Protecting corporate internal networks from hackers, thieves, or high load traffic is a common concern. A typical security measure consists of placing an intermediary Web server, known as an HTTP(S) proxy server, between the Internet and the internal network for controlling access. Such an intermediary Web server forwards HTTP(S) requests from clients to other servers, making those requests look like they originated from the proxy server and vice versa (reverse proxy).
Malicious users or excessive traffic load are just two good reasons for controlling access to internal servers. More generally, they are two application scenarios of the well-known structural design pattern Proxy, or Surrogate, whose intent, according to the Gang of Four, (GoF) is to "provide a surrogate or placeholder for another object to control access to it." Obviously such a surrogate adds a cost in terms of complexity. Complex systems are more difficult to understand and any modification is made harder by added complexity. So, why should we pay such a complexity fee? Typical reasons are:
- Security: You will eventually have to control access to resources (Protection Proxy). Typically, the proxy server is placed outside the main corporate firewall in the so-called demilitarized zone, while proxied servers are placed inside the firewall in the so-called militarized zone. Furthermore, you will eventually have to provide clients with different levels of access (Protection Access Proxy). For instance, in banking applications, clients may have different levels of access to financial reports.
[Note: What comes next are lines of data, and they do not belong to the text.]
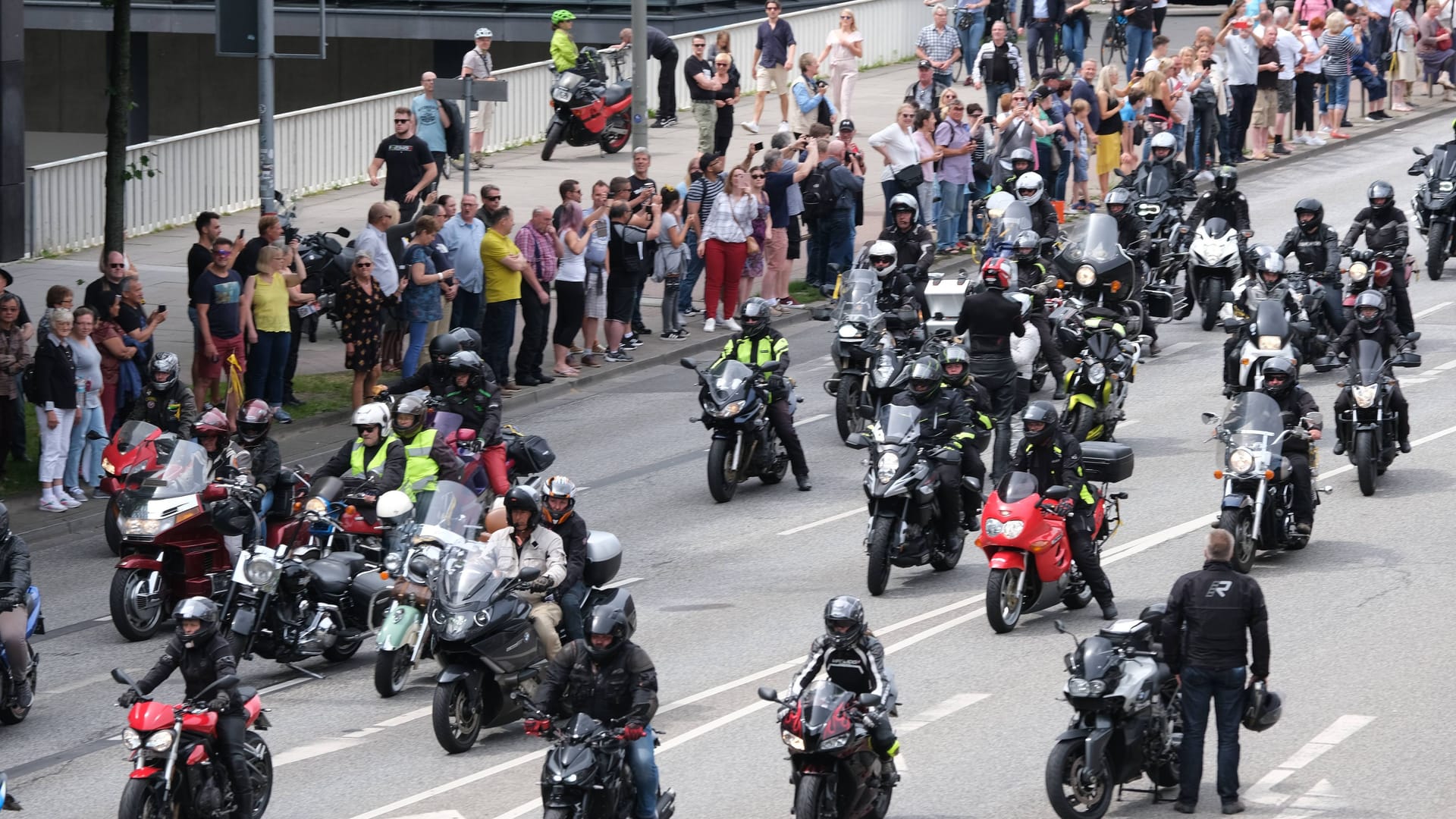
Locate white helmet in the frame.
[1016,171,1046,206]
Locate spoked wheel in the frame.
[1046,739,1112,819]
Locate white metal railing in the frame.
[27,0,930,255]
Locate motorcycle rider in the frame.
[714,299,814,493]
[524,606,658,819]
[1320,290,1415,455]
[117,598,253,819]
[1260,356,1325,535]
[1010,400,1117,620]
[541,475,590,640]
[783,595,900,786]
[485,487,566,661]
[956,258,1027,481]
[1341,179,1415,334]
[127,353,196,438]
[0,501,35,710]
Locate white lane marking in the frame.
[779,506,864,535]
[1244,714,1374,806]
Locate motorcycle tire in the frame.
[429,679,482,754]
[986,568,1025,634]
[1356,431,1380,497]
[1046,737,1114,819]
[866,517,896,598]
[708,438,738,503]
[108,568,166,642]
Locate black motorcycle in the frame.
[846,403,980,596]
[1046,604,1182,819]
[1407,146,1456,280]
[1315,332,1421,497]
[680,359,792,503]
[758,679,894,819]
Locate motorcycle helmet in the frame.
[1016,171,1046,207]
[869,239,900,278]
[152,353,182,392]
[981,256,1010,290]
[172,598,218,648]
[1366,179,1395,215]
[824,595,868,648]
[738,299,774,338]
[1021,400,1057,443]
[541,475,576,526]
[1294,196,1325,233]
[1264,356,1299,400]
[391,395,427,441]
[237,398,272,443]
[907,356,945,403]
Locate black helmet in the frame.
[908,356,945,403]
[1264,356,1299,400]
[1366,179,1395,215]
[585,605,632,661]
[1356,290,1385,325]
[738,299,774,338]
[1294,196,1325,233]
[429,332,460,367]
[824,595,864,648]
[1021,400,1057,443]
[172,598,218,648]
[1244,680,1284,732]
[391,393,425,440]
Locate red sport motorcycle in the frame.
[975,441,1133,634]
[541,46,632,162]
[111,669,272,819]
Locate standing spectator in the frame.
[516,206,566,386]
[1162,529,1269,813]
[456,27,495,171]
[0,293,30,481]
[241,245,303,424]
[190,239,247,406]
[366,110,440,223]
[745,0,798,133]
[27,309,84,512]
[821,6,864,119]
[337,249,389,410]
[64,307,106,503]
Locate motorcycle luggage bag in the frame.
[1082,440,1133,484]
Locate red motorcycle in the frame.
[975,441,1133,634]
[541,46,632,162]
[111,669,272,819]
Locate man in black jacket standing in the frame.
[1162,529,1269,813]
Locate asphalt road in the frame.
[0,110,1456,819]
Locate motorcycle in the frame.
[111,669,274,819]
[975,441,1133,634]
[1203,392,1331,573]
[0,586,46,720]
[1407,146,1456,281]
[541,46,632,162]
[1046,604,1182,819]
[1315,332,1421,497]
[846,403,980,598]
[679,359,795,503]
[758,679,894,819]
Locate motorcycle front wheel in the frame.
[1046,737,1112,819]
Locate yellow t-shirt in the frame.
[481,231,521,305]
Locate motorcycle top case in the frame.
[1082,441,1133,484]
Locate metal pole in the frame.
[632,0,646,150]
[258,0,278,215]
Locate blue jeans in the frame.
[1178,666,1247,805]
[246,331,293,406]
[628,726,657,819]
[1127,24,1153,77]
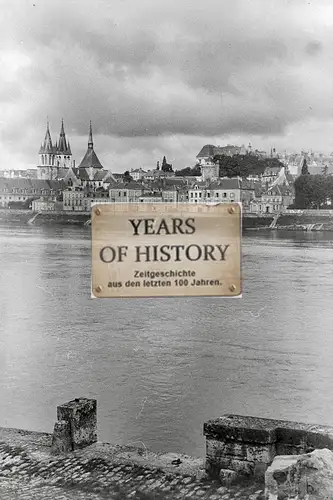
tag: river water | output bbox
[0,226,333,456]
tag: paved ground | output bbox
[0,430,263,500]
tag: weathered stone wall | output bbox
[204,415,333,477]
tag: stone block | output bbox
[265,449,333,500]
[219,469,239,487]
[57,398,97,450]
[204,415,276,444]
[51,420,73,455]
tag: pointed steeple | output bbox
[57,119,68,154]
[39,119,53,154]
[88,120,94,149]
[79,121,103,169]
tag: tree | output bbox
[175,165,201,177]
[162,156,173,172]
[295,174,333,209]
[301,158,310,175]
[213,154,283,178]
[123,170,133,182]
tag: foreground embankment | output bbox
[0,398,333,500]
[0,398,263,500]
[0,209,333,231]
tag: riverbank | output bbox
[0,428,263,500]
[0,209,333,232]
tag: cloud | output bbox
[0,0,333,169]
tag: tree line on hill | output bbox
[176,155,283,178]
[293,159,333,209]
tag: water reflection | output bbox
[0,226,333,455]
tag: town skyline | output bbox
[0,0,333,172]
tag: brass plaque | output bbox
[91,203,242,298]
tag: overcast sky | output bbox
[0,0,333,172]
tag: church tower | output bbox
[37,120,57,180]
[55,120,72,168]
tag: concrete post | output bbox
[51,398,97,454]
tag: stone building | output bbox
[63,122,115,211]
[250,185,295,214]
[0,178,63,208]
[109,181,144,203]
[188,178,241,203]
[37,120,74,180]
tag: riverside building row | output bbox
[0,121,294,213]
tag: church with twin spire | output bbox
[37,120,110,181]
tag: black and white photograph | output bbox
[0,0,333,500]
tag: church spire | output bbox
[57,119,68,154]
[88,120,94,149]
[39,118,53,154]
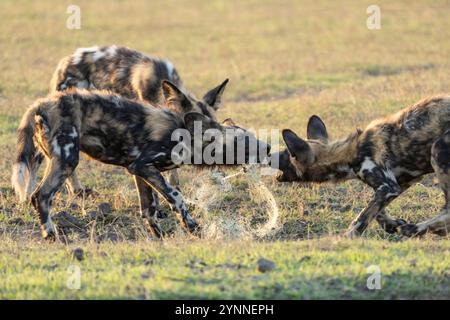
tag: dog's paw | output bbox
[399,223,419,238]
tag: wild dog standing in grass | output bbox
[39,46,228,193]
[12,90,268,238]
[272,96,450,237]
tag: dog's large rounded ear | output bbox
[203,79,229,110]
[282,129,313,164]
[161,80,192,112]
[222,118,236,127]
[307,115,328,143]
[184,112,211,134]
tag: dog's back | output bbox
[50,46,182,105]
[359,96,450,172]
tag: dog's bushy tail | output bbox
[11,107,37,202]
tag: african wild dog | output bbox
[272,96,450,237]
[40,45,228,194]
[12,90,268,238]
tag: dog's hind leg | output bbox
[401,131,450,237]
[375,210,407,234]
[128,157,199,233]
[31,125,80,239]
[31,156,78,239]
[134,176,164,238]
[27,150,45,200]
[346,166,402,238]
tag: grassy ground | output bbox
[0,0,450,299]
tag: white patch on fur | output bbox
[77,80,89,89]
[359,157,377,175]
[130,147,141,157]
[52,139,61,156]
[11,162,30,202]
[43,214,56,234]
[165,60,175,77]
[106,46,117,57]
[64,143,75,158]
[384,170,397,182]
[72,46,99,64]
[69,127,78,139]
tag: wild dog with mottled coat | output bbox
[12,90,268,238]
[44,45,228,193]
[272,96,450,237]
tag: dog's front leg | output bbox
[128,159,199,233]
[346,168,402,238]
[134,176,164,238]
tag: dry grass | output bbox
[0,0,450,298]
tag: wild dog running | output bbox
[272,96,450,237]
[12,90,270,238]
[46,45,228,194]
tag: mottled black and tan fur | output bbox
[272,96,450,237]
[12,90,265,238]
[44,45,228,193]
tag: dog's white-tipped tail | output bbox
[11,162,30,202]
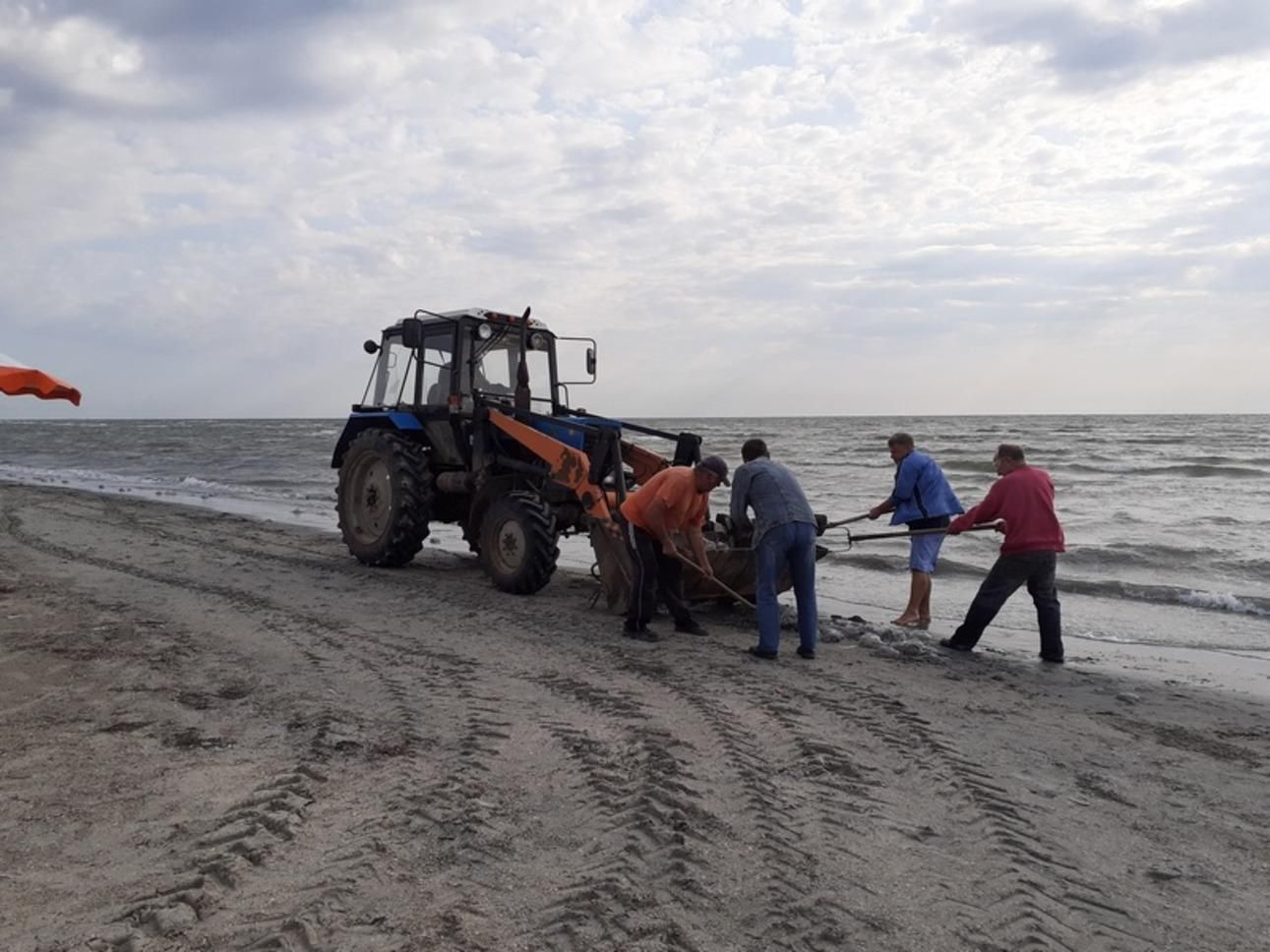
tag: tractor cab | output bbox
[353,309,595,416]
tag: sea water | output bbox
[0,415,1270,661]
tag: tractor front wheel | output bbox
[480,493,560,595]
[335,429,432,566]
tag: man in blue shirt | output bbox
[869,433,965,628]
[732,440,819,661]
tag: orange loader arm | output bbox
[489,409,619,532]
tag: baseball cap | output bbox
[699,455,732,486]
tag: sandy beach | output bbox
[0,484,1270,952]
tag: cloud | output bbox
[0,0,1270,415]
[942,0,1270,88]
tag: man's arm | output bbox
[869,499,895,519]
[729,466,755,532]
[684,525,714,579]
[947,480,1004,536]
[644,497,675,555]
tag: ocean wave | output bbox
[1058,575,1270,619]
[1063,542,1225,568]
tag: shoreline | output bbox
[10,479,1270,700]
[0,485,1270,952]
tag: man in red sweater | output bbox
[939,443,1063,664]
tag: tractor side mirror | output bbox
[401,318,423,349]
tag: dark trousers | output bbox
[626,523,693,630]
[952,552,1063,658]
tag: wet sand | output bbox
[0,484,1270,952]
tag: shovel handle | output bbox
[847,521,998,543]
[824,512,869,529]
[675,550,758,612]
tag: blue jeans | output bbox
[952,552,1063,659]
[755,521,819,651]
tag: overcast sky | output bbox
[0,0,1270,418]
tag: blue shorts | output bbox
[908,533,946,572]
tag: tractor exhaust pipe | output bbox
[514,307,531,412]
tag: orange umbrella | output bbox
[0,354,80,406]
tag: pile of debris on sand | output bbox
[781,606,947,664]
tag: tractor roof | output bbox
[390,307,550,331]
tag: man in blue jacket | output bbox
[732,440,819,660]
[869,433,965,628]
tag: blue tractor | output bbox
[332,309,701,606]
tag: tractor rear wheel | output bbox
[480,493,560,595]
[335,429,432,566]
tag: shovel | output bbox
[675,550,758,612]
[847,521,1000,549]
[816,512,869,536]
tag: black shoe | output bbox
[675,622,710,636]
[623,625,662,641]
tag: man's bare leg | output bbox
[891,571,931,627]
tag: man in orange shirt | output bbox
[621,455,728,641]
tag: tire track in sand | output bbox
[3,506,423,948]
[525,672,720,952]
[802,672,1160,952]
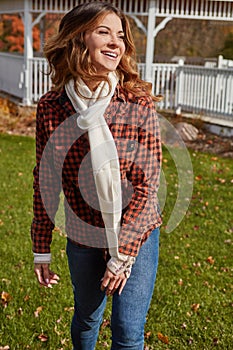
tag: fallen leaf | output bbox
[158,333,169,344]
[101,319,110,329]
[1,291,12,307]
[38,333,48,343]
[206,256,214,265]
[145,331,151,339]
[34,306,43,317]
[188,338,193,345]
[191,304,200,312]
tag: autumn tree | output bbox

- Scalability: As traffic load increases, you will eventually have to add more application servers to maintain good performance, or you might need some kind of automatic failover in case one of the nodes breaks.
- Audit: You will eventually have to count the number of accesses or trace access details to requested references (Smart Reference Proxy). For instance, this approach is common in banner advertising applications.
When such complexity is necessary in an application, PippoProxy, a Java HTTP proxy designed and implemented for Tomcat, can be used in place of standard Apache-Tomcat solutions. This article presents the rationale behind the development of PippoProxy, the need for this type of proxy, and its advantages over more traditional proxies. In addition, PippoProxy's typical deployment scenarios and comparison benchmarks to more traditional solutions are presented.
Typical Apache-Tomcat proxy configurations
The standard Apache-Tomcat proxy configuration places an Apache (proxy) HTTP server before the Tomcat application servers in a "neutral zone" between the company's private network and the Internet (or some other outside public network) for secure access to the company's private data. This proxy server also acts as a load balancer and as a server of static content. Figure 1 shows such a configuration scenario.
To connect Apache to Tomcat, you can choose one of the standard connectors. For production deployment, mod_jk is the best choice (see Tomcat FAQ and "Fronting Tomcat" for further details). In particular, the mod_jk connector is said to provide approximately double the performance than mod_proxy for several reasons, including a persistent connection pool to Tomcat and a custom optimized protocol named AJP (see the Apache Jakarta Tomcat Connector). For a step-by-step explanation on how to connect an array of Tomcats to Apache using such a connector, see "High Availability Tomcat" (JavaWorld, December 2004).
Limitations of Apache-Tomcat
In typical Apache-Tomcat configurations, static content lives with the proxy server and is typically served without processing by filters or security constraints (Figure 1). This architecture proves inadequate for those security-conscious environments that deliver documents from internal servers to external customers in a controlled manner according to specific business rules inherently bound to the application itself and its lifecycle.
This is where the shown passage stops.